Quand elle entra chez Pascal Jouanou, celui-ci était dans son lit au fond de la cuisine. A sa vue, il se dressa sur ses draps ; et il regarda désespérément vers la porte.

— On ne t’avait pas prévenu qu’on allait me chercher, remarqua-t-elle.

V

Mieulx m’eust valu avoir esté crier ailleurs secours.

François Villon (Ballade de Villon à s’amye)

Elle riait d’un air bon enfant et ce rire finit par le ranimer.

— Si fait ! Et c’est moi qui ai pensé aux cendres ! Mais tu ne ressembles plus à ce que tu étais hier, Maïténa. Tu m’as fait peur en entrant. Je ne sais pas pourquoi. Jetterais-tu des sorts ?

Il aurait voulu rire comme elle ; mais il frissonna longuement.

Cette prostration de Pascal désarmait la jeune veuve.

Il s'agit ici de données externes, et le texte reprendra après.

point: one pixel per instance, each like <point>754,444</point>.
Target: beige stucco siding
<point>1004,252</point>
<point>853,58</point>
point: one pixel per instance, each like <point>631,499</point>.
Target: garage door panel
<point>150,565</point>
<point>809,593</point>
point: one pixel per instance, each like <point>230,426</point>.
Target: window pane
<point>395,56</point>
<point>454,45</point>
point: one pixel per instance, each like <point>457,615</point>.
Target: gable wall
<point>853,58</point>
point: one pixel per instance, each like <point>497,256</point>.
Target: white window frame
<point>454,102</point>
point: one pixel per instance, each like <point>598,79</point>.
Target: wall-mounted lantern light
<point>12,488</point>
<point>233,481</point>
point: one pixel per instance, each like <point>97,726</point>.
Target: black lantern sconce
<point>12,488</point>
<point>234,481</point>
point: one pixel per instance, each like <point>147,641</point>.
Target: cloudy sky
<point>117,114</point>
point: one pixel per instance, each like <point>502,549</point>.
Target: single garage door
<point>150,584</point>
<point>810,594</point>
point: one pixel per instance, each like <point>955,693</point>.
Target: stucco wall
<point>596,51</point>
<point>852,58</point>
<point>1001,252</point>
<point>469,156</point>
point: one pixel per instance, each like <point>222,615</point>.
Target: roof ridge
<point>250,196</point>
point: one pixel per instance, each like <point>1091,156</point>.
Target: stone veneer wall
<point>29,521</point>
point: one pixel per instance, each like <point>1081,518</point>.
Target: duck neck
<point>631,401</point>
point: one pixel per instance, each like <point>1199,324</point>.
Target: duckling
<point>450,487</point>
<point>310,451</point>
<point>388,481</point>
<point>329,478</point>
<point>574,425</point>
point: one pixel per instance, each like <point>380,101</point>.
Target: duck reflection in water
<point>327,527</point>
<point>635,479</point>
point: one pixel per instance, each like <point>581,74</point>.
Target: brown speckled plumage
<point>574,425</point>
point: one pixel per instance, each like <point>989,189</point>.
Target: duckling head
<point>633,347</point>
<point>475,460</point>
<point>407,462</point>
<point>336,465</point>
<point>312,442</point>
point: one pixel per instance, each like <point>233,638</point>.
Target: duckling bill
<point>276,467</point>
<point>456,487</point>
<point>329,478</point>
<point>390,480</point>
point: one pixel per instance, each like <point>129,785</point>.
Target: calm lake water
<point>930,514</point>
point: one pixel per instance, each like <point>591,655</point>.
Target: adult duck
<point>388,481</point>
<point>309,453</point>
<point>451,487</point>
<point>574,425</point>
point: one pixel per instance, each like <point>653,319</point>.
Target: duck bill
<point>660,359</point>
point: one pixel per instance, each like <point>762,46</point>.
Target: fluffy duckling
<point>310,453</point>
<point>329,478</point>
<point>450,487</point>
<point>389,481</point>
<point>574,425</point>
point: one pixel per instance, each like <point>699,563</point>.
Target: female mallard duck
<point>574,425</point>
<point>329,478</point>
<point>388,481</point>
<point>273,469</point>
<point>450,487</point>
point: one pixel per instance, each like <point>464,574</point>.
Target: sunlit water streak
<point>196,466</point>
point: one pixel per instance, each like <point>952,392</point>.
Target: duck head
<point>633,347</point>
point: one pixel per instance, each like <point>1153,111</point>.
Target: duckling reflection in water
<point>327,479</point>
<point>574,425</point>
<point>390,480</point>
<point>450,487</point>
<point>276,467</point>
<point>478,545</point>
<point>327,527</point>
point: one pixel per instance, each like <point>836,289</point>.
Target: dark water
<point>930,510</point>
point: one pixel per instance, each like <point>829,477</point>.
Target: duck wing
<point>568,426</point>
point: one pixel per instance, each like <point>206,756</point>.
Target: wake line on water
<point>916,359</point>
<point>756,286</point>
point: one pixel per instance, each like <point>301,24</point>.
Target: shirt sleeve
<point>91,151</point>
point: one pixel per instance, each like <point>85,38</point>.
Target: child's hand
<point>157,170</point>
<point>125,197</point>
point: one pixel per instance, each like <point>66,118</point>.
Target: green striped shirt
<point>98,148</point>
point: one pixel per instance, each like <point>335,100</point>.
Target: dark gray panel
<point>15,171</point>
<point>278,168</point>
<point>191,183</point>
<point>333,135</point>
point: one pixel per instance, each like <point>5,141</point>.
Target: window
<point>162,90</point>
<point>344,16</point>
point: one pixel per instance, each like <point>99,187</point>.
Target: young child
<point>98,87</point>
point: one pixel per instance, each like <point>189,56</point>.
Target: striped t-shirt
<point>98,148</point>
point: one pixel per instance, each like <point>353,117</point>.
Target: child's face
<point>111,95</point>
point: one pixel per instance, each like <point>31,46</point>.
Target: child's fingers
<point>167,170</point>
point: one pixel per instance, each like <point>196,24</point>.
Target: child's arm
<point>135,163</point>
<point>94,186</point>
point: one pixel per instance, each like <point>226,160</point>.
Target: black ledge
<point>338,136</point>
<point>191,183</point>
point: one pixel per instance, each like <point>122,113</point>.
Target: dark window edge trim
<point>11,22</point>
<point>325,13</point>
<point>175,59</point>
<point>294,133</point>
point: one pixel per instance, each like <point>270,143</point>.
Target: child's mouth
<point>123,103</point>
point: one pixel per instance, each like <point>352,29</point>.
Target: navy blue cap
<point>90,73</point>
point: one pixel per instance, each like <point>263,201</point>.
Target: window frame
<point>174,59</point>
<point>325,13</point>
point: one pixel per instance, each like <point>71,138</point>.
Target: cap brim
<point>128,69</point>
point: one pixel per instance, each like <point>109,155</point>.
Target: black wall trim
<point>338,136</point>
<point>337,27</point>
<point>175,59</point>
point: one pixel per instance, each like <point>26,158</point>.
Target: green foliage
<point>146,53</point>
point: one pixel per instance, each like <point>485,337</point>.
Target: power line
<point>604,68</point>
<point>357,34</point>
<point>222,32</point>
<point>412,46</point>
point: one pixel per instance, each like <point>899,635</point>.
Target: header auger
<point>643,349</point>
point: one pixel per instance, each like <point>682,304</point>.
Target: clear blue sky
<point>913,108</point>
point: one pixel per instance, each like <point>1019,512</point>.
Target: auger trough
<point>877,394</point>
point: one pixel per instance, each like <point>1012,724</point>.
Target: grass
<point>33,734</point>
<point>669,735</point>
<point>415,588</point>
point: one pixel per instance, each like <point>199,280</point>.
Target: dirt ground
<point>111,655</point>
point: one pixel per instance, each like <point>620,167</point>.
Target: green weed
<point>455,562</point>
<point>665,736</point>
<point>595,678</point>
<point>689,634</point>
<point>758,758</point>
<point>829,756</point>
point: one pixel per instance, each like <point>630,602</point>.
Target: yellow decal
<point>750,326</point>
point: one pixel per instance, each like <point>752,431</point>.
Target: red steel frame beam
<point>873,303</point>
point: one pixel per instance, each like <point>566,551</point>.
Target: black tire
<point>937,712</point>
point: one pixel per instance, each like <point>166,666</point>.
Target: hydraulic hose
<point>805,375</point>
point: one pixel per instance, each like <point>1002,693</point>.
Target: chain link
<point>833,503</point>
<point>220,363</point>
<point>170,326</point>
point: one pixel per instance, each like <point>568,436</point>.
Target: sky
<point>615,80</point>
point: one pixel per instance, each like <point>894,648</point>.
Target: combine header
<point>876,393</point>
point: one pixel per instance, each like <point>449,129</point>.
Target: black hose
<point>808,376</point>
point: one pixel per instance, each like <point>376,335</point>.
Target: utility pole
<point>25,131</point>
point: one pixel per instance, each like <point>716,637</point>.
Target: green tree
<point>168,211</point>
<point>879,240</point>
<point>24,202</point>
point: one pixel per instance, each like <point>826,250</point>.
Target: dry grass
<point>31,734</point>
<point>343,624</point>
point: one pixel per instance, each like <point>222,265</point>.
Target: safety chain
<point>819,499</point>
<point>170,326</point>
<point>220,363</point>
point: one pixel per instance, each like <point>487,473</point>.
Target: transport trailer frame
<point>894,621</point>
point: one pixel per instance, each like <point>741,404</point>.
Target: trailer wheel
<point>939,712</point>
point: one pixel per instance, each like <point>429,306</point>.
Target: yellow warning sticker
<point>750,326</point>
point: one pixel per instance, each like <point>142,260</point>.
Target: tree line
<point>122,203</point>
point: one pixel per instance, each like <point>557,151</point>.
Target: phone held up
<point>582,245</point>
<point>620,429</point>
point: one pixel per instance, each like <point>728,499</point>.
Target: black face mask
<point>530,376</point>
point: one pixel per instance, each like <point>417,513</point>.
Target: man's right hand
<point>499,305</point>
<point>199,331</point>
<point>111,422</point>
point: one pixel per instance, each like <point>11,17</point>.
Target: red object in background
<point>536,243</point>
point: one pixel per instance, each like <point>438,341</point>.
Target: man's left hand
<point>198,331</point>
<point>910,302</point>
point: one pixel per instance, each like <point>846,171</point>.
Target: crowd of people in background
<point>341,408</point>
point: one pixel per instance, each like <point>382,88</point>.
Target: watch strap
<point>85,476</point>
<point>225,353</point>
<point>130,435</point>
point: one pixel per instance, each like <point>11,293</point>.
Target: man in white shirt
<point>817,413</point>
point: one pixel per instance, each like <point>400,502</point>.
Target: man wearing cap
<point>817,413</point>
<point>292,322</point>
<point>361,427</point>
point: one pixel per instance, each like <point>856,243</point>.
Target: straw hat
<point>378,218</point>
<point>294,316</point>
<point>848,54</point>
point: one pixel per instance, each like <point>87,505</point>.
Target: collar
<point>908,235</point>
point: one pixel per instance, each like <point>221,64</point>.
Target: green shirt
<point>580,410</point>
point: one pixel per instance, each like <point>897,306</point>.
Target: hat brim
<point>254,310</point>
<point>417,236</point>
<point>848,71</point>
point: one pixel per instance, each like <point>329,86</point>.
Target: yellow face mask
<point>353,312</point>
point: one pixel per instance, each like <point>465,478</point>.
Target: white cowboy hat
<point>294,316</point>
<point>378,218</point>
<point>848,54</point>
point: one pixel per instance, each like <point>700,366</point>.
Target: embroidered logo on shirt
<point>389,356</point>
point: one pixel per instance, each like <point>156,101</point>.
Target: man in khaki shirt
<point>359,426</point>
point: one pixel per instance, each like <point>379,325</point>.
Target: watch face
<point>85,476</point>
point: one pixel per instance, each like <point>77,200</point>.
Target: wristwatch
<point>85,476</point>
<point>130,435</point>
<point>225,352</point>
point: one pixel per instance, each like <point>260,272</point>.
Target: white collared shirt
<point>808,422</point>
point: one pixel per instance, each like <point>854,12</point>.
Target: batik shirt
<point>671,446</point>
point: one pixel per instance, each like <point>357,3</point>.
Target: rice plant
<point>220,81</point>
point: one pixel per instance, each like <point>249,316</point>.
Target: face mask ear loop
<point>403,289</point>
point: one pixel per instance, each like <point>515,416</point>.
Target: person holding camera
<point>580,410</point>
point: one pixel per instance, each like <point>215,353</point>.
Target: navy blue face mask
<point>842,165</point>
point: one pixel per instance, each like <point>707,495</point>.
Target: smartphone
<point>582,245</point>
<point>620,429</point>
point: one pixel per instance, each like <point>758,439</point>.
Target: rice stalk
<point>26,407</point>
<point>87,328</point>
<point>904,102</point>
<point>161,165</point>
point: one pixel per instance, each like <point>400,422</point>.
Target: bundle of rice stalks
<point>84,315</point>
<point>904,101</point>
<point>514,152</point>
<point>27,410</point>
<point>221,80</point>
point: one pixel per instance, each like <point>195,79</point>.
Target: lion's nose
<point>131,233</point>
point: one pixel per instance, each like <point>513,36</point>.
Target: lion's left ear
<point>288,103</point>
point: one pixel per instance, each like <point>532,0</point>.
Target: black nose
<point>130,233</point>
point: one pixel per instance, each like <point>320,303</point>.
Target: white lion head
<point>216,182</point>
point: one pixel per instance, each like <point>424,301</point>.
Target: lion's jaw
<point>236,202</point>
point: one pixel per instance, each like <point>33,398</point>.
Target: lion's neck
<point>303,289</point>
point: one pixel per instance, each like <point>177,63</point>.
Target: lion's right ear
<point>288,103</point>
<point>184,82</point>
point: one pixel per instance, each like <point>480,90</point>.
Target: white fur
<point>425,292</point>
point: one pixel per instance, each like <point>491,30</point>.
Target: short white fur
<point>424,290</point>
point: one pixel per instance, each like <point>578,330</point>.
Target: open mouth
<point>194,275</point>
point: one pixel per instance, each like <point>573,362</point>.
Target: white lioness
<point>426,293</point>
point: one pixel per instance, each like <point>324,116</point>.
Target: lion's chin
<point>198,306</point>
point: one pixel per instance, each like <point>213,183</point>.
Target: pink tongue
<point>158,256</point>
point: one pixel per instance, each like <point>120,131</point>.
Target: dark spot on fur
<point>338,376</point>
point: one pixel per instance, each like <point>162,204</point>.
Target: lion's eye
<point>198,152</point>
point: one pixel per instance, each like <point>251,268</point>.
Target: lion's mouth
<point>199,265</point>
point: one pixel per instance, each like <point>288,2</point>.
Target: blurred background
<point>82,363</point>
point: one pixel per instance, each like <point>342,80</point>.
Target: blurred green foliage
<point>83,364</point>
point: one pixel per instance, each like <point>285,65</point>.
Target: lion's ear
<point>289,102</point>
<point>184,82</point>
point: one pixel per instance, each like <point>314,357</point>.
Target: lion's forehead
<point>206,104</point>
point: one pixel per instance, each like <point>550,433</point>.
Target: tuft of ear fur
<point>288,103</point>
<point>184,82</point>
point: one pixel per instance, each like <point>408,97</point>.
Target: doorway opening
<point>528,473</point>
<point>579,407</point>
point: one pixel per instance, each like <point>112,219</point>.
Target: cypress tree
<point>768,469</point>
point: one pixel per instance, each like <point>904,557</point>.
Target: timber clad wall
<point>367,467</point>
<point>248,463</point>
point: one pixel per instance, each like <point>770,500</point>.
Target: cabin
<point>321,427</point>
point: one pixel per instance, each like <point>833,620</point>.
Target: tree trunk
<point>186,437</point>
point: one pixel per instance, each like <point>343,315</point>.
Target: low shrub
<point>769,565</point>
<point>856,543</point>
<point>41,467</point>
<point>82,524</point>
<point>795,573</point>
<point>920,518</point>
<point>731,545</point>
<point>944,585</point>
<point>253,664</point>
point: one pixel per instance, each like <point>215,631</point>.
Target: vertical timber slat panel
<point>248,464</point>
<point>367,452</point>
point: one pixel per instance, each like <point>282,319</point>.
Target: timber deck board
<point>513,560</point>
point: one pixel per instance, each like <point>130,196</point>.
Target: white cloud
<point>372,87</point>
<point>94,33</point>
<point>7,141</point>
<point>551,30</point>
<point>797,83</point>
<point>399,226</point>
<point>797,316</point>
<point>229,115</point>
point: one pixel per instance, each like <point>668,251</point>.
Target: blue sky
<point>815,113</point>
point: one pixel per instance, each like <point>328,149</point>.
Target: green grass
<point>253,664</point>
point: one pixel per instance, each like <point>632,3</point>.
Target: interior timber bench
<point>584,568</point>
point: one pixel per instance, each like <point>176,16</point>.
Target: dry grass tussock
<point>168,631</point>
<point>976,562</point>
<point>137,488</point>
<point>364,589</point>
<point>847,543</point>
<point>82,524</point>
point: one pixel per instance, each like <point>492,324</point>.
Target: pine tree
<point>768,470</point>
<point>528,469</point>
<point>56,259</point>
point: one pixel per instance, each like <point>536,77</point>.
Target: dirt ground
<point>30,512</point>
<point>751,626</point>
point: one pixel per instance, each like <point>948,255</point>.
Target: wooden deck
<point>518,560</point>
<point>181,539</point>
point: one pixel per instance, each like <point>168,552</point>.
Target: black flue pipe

En l’apercevant de la route, elle avait eu un vertige et ses yeux s’étaient portés automatiquement sur la barre du foyer, une lourde tige de fer qui servait à faire des trous dans les terrains difficiles et qui pouvait bien, à la rigueur, assommer un homme. Maintenant, son cœur ralentissait, son sang refroidissait et elle examinait Pascal avec mépris.

Celui-ci rivait ses yeux sur ceux de Maïténa. Il semblait qu’elle le fascinât.